Mit einer Stimme gegen die Lobhudelei
Zahlreiche linke Gruppen aus ganz Spanien waren in diesen Tagen nach Sevilla gekommen, um an einer Veranstaltungsreihe gegen die Weltausstellung teilzunehmen. Während der vergangenen zwei Jahre hatte es in Spanien vereinzelt Gegenveranstaltungen zu dem Mammutprojekt gegeben, doch die jetzige Diskussionsreihe sollte eine Stimme gegen das einmüte Lob für die Ausstellung sein. Die Nord-Süd-Beziehungen, die 500-Jahresfeier aus der Sicht der Indios und soziale und Umweltfolgen der Expo waren Themen dieser Vortragsreihe, an der auch der französische Philosoph Roger Garaudy und die Grünen-Abgeordnete Eva Quistorp teilnahmen. Dem Dominikanerpater Bartolome de las Casas, der im 16. Jahrhundert die spanische Ausrottungspolitik gegenüber den Indios angeprangert hatte, wurde eine Ehrung zuteil. Am heutigen Dienstag soll die Ausstellung Das andere Gesicht der Expo eröffnet werden.
Nach Angaben der Veranstalter des Kongresses — Umweltschutzgruppen, die spanischen Grünen, Friedensgruppen und die Gewerkschaft Comisiones Obreras — wurde die Organisation der Veranstaltungsreihe von den Behörden ohne Unterlaß behindert, bis sie schließlich halblegalen Status bekam.

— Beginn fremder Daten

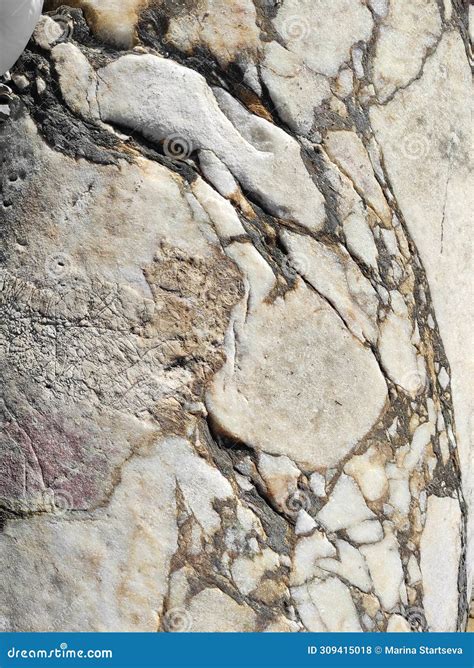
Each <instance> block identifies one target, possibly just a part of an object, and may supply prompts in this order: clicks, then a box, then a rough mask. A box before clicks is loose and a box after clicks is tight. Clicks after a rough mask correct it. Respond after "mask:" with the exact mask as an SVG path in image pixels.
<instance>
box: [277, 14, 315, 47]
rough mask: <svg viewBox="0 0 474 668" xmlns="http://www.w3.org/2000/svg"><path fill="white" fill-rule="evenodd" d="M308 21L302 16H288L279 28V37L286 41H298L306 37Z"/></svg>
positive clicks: (308, 32)
mask: <svg viewBox="0 0 474 668" xmlns="http://www.w3.org/2000/svg"><path fill="white" fill-rule="evenodd" d="M309 32H310V29H309V23H308V21H307V20H306V19H305V18H303V17H302V16H290V17H288V18H287V19H286V21H284V23H283V25H282V27H281V36H282V37H283V38H284V39H285V40H287V41H293V42H294V41H300V40H302V39H305V38H306V37H308V35H309Z"/></svg>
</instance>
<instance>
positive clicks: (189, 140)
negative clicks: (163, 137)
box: [163, 134, 194, 160]
mask: <svg viewBox="0 0 474 668" xmlns="http://www.w3.org/2000/svg"><path fill="white" fill-rule="evenodd" d="M193 150H194V147H193V144H192V142H191V141H190V140H189V139H186V138H185V137H182V136H181V135H179V134H172V135H169V136H168V137H166V138H165V140H164V142H163V153H164V154H165V155H166V156H167V157H168V158H171V159H172V160H187V159H188V158H189V157H190V155H191V153H192V152H193Z"/></svg>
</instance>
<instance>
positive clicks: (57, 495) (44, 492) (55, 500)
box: [43, 489, 74, 515]
mask: <svg viewBox="0 0 474 668" xmlns="http://www.w3.org/2000/svg"><path fill="white" fill-rule="evenodd" d="M43 504H44V506H46V507H47V508H48V509H49V510H50V511H51V512H52V513H54V514H55V515H65V514H66V513H67V512H68V511H70V510H72V509H73V508H74V501H73V499H72V496H71V495H70V494H69V492H65V491H64V490H62V489H47V490H46V491H45V492H43Z"/></svg>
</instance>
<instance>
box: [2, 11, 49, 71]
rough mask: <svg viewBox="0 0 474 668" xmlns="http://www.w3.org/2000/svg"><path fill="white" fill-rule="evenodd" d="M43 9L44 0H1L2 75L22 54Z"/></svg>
mask: <svg viewBox="0 0 474 668" xmlns="http://www.w3.org/2000/svg"><path fill="white" fill-rule="evenodd" d="M42 9H43V0H0V76H1V75H3V74H5V72H8V70H9V69H10V67H12V66H13V65H14V64H15V63H16V61H17V60H18V58H19V57H20V56H21V54H22V52H23V50H24V49H25V47H26V45H27V44H28V40H29V39H30V37H31V35H32V34H33V30H34V29H35V26H36V24H37V22H38V19H39V17H40V16H41V11H42Z"/></svg>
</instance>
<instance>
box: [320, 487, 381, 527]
mask: <svg viewBox="0 0 474 668" xmlns="http://www.w3.org/2000/svg"><path fill="white" fill-rule="evenodd" d="M371 519H375V515H374V513H373V512H372V511H371V510H370V508H368V507H367V505H366V503H365V501H364V497H363V496H362V494H361V493H360V490H359V488H358V487H357V485H356V484H355V482H354V481H353V480H352V478H350V477H349V476H347V475H344V474H342V475H341V477H340V478H339V480H338V482H337V483H336V486H335V487H334V489H333V491H332V493H331V494H330V496H329V501H328V502H327V503H326V505H325V506H324V507H323V509H322V510H321V511H320V512H319V513H318V520H319V521H320V522H321V523H322V524H323V525H324V526H325V527H326V528H327V529H328V530H329V531H339V530H340V529H347V528H351V527H354V526H356V525H358V524H360V522H364V521H366V520H371Z"/></svg>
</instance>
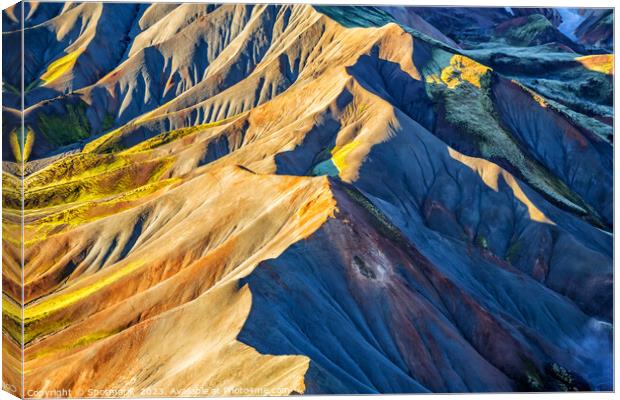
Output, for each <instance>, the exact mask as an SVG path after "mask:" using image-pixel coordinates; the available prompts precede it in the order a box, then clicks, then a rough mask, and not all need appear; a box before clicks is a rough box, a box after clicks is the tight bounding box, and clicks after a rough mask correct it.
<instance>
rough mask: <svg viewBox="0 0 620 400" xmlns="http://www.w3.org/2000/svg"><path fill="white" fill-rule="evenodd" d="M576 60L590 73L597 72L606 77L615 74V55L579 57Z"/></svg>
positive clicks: (595, 54)
mask: <svg viewBox="0 0 620 400" xmlns="http://www.w3.org/2000/svg"><path fill="white" fill-rule="evenodd" d="M575 60H576V61H578V62H579V63H581V65H583V66H584V67H586V68H587V69H589V70H590V71H596V72H600V73H602V74H606V75H613V74H614V55H613V54H595V55H592V56H583V57H577V58H575Z"/></svg>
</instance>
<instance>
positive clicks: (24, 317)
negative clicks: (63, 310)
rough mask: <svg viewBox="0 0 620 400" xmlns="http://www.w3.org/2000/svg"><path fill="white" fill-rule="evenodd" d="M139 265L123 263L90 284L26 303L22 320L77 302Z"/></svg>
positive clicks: (49, 313) (52, 312)
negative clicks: (40, 300) (30, 302)
mask: <svg viewBox="0 0 620 400" xmlns="http://www.w3.org/2000/svg"><path fill="white" fill-rule="evenodd" d="M141 266H142V263H138V262H133V263H128V264H125V265H123V266H122V267H119V268H118V269H116V270H115V271H114V272H112V273H111V274H109V275H107V276H105V277H102V278H99V279H98V280H97V281H95V282H93V283H91V284H90V285H87V286H84V287H82V288H79V289H76V290H73V291H69V292H68V293H63V294H60V295H58V296H54V297H51V298H49V299H44V300H42V301H40V302H38V303H35V304H32V305H27V306H26V307H25V309H24V321H25V322H27V323H28V322H31V321H36V320H38V319H41V318H43V317H45V316H47V315H49V314H51V313H53V312H56V311H58V310H61V309H63V308H65V307H67V306H70V305H71V304H74V303H77V302H78V301H80V300H82V299H84V298H86V297H88V296H90V295H91V294H94V293H96V292H98V291H99V290H101V289H103V288H104V287H106V286H108V285H110V284H112V283H114V282H116V281H118V280H119V279H121V278H123V277H124V276H126V275H128V274H130V273H131V272H133V271H135V270H137V269H138V268H140V267H141Z"/></svg>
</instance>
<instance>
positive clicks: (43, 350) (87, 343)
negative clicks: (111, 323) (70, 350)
mask: <svg viewBox="0 0 620 400" xmlns="http://www.w3.org/2000/svg"><path fill="white" fill-rule="evenodd" d="M120 331H121V330H120V329H114V330H110V331H96V332H91V333H88V334H86V335H84V336H81V337H79V338H78V339H77V340H75V341H73V342H70V343H68V344H66V345H64V346H62V347H61V346H56V347H53V348H50V349H45V350H41V351H39V352H37V353H36V354H35V355H34V358H39V357H45V356H48V355H51V354H54V353H58V352H59V351H63V350H71V349H74V348H76V347H81V346H86V345H89V344H91V343H95V342H97V341H99V340H102V339H105V338H107V337H109V336H112V335H115V334H117V333H118V332H120Z"/></svg>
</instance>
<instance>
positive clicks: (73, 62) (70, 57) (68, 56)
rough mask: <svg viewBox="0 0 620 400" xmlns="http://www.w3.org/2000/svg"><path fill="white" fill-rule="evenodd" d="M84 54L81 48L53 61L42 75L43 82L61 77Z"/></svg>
mask: <svg viewBox="0 0 620 400" xmlns="http://www.w3.org/2000/svg"><path fill="white" fill-rule="evenodd" d="M80 54H82V51H81V50H76V51H72V52H71V53H69V54H67V55H65V56H63V57H60V58H59V59H57V60H56V61H54V62H52V63H51V64H50V65H49V66H48V67H47V70H46V71H45V72H44V73H43V75H41V80H42V81H43V84H44V85H46V84H48V83H51V82H53V81H55V80H56V79H58V78H60V77H61V76H62V75H63V74H65V73H66V72H67V71H69V70H71V69H72V68H73V66H74V65H75V62H76V61H77V59H78V57H79V56H80Z"/></svg>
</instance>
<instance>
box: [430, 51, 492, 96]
mask: <svg viewBox="0 0 620 400" xmlns="http://www.w3.org/2000/svg"><path fill="white" fill-rule="evenodd" d="M490 70H491V68H489V67H487V66H485V65H482V64H480V63H479V62H476V61H474V60H472V59H471V58H469V57H465V56H462V55H460V54H455V55H453V56H452V58H450V64H449V65H448V66H447V67H445V68H444V69H443V70H441V74H440V76H439V77H438V76H437V75H430V76H427V77H426V81H427V82H428V83H442V84H445V85H446V86H448V88H450V89H454V88H455V87H457V86H458V85H460V84H461V83H463V82H469V83H471V84H472V85H474V86H475V87H477V88H480V78H482V76H483V75H484V74H486V73H487V72H488V71H490Z"/></svg>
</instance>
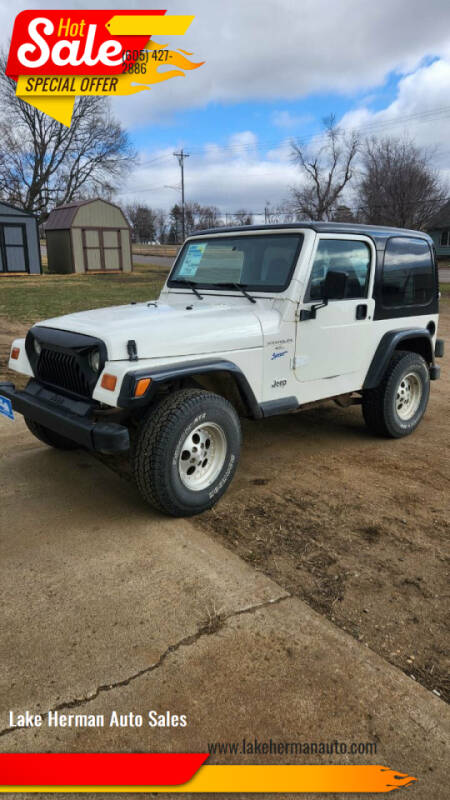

Im „Patio“, einem alternativen Zentrum im Zentrum der andalusischen Stadt, herrschte am Montag abend angesichts der Verhaftungen und Verletzten Ratlosigkeit und Wut. Vermißte wurden gesucht, Plena abgehalten, künftige Aktionen beratschlagt. Lautstarke Kritik an der Expo ist offiziellerseits nicht erwünscht, das war allen klar. Nur daß diese Kritik zur Not auch mit Schüssen unterdrückt würde, hatte niemand erwartet.